We create fair, and realistic expectations for our children using what interests them. We expect our children to do their very best in school and provide additional support to ensure they are successful. But we implement things that interest them, especially in areas where they struggle or show no interest
To support these expectations, we have created visual schedules and reward charts, as well as written reminders throughout the house. I have learned to adjust my expectations of parenting to reflect the uniqueness of our family. So although I hate repeating myself, repetition leads to learning. And adding anything visual to that, only reinforces the idea so that it becomes learned behavior.
Finally, we do not allow our children to use their challenges as an excuse. No one is going to care that they have a diagnosis or that they learn or understand the world in a different way. And so while they know of their conditions, we do not encourage them to use it as a crutch. We adjust expectations to meet them where they are, but we still expect them to finish the race nonetheless.

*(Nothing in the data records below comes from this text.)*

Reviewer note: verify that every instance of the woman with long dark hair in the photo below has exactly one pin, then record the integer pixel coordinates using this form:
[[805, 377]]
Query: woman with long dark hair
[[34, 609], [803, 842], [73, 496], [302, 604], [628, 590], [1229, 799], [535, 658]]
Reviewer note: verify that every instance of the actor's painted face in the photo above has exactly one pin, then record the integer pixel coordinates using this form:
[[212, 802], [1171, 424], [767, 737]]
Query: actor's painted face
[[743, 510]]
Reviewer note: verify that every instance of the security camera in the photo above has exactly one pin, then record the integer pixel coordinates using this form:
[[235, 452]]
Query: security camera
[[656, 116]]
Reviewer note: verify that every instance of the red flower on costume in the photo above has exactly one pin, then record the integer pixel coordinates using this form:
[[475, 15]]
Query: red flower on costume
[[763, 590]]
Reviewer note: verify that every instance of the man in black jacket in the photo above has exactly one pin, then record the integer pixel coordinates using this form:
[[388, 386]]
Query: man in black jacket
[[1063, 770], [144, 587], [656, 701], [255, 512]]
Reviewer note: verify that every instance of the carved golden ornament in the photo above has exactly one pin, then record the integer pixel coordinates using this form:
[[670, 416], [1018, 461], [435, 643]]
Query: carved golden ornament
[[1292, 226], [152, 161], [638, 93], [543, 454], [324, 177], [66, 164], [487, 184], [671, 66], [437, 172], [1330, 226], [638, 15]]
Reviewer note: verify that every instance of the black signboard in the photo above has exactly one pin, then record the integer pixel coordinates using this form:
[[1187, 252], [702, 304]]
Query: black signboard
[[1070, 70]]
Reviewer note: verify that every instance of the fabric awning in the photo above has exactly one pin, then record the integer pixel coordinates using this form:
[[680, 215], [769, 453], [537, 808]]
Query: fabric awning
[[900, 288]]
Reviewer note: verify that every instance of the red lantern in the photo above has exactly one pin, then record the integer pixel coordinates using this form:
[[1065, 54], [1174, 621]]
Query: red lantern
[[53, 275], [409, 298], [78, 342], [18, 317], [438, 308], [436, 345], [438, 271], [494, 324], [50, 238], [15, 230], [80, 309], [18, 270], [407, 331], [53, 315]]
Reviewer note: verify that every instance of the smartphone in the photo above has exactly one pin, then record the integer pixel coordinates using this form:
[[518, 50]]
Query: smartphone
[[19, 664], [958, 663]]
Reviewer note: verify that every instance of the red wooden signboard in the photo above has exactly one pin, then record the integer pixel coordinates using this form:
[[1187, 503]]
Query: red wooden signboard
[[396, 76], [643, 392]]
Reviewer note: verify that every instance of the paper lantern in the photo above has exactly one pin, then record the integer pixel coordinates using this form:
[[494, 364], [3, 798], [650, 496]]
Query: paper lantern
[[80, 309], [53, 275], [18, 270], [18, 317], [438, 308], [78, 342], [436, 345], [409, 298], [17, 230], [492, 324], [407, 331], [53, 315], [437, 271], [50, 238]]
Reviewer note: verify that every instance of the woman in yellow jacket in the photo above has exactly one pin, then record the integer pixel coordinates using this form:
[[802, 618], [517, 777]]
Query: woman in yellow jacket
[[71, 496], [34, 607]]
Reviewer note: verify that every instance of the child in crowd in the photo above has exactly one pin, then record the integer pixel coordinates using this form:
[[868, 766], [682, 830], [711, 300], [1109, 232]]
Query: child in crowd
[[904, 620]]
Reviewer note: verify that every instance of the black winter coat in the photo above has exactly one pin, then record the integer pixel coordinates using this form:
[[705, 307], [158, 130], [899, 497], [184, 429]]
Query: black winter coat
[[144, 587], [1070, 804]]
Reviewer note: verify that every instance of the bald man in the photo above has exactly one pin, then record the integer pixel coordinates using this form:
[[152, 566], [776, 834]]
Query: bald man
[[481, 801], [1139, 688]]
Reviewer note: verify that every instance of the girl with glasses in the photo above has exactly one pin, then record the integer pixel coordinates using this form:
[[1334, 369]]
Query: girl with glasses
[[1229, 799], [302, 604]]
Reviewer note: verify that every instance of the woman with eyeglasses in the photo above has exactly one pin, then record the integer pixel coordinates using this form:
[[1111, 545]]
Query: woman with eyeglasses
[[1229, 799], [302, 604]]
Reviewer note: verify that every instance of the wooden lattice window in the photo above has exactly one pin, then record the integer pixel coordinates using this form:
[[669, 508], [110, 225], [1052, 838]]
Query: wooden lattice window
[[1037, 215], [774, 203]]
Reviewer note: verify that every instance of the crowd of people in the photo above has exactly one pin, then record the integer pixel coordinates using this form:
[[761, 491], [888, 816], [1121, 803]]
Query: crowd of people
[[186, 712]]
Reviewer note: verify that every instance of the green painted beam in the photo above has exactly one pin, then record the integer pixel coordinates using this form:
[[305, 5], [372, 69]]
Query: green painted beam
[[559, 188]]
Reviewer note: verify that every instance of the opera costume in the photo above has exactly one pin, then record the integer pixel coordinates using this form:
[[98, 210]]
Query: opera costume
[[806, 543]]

I realize some of what I might have just written is a little vague. I meant it to read that way because what works for one child doesn’t always work for another. We want our children, more than anything else, to be happy and find success in whatever makes them happy, regardless of what subtle differences they might have. But we are serious about training them up to be well-capable, confident, and happy humans who have a fighting chance to succeed in this climate. Our climate right now can be discouraging for children of color coming up; they are seeing the blatant hate that has existed in this country that was more subtle when my generation was coming up. And so with that in mind, we have to discipline our children in a way that reflects the climate of our country, training them to be strong, determined, and persistent individuals. That when faced with hatred, bigotry, and unfair treatment, they will be able to use that as motivation for further success. We discipline in ways that discourage choices that hurt themselves or others and encourage choices that help them grow into caring and encouraged individuals. But most of all, it is important that our children know and love who they are and are given the tools they need to be more than what our country might limit them to be based on their skin color or by how they learn. Our children will be the coffee beans when placed in boiling water- that heat will encourage their truest and best selves to be revealed and they will avoid allowing hard times to make them too soft, or resist the urge to harden their hearts when faced with unfortunate situations.
How do you address race with your children?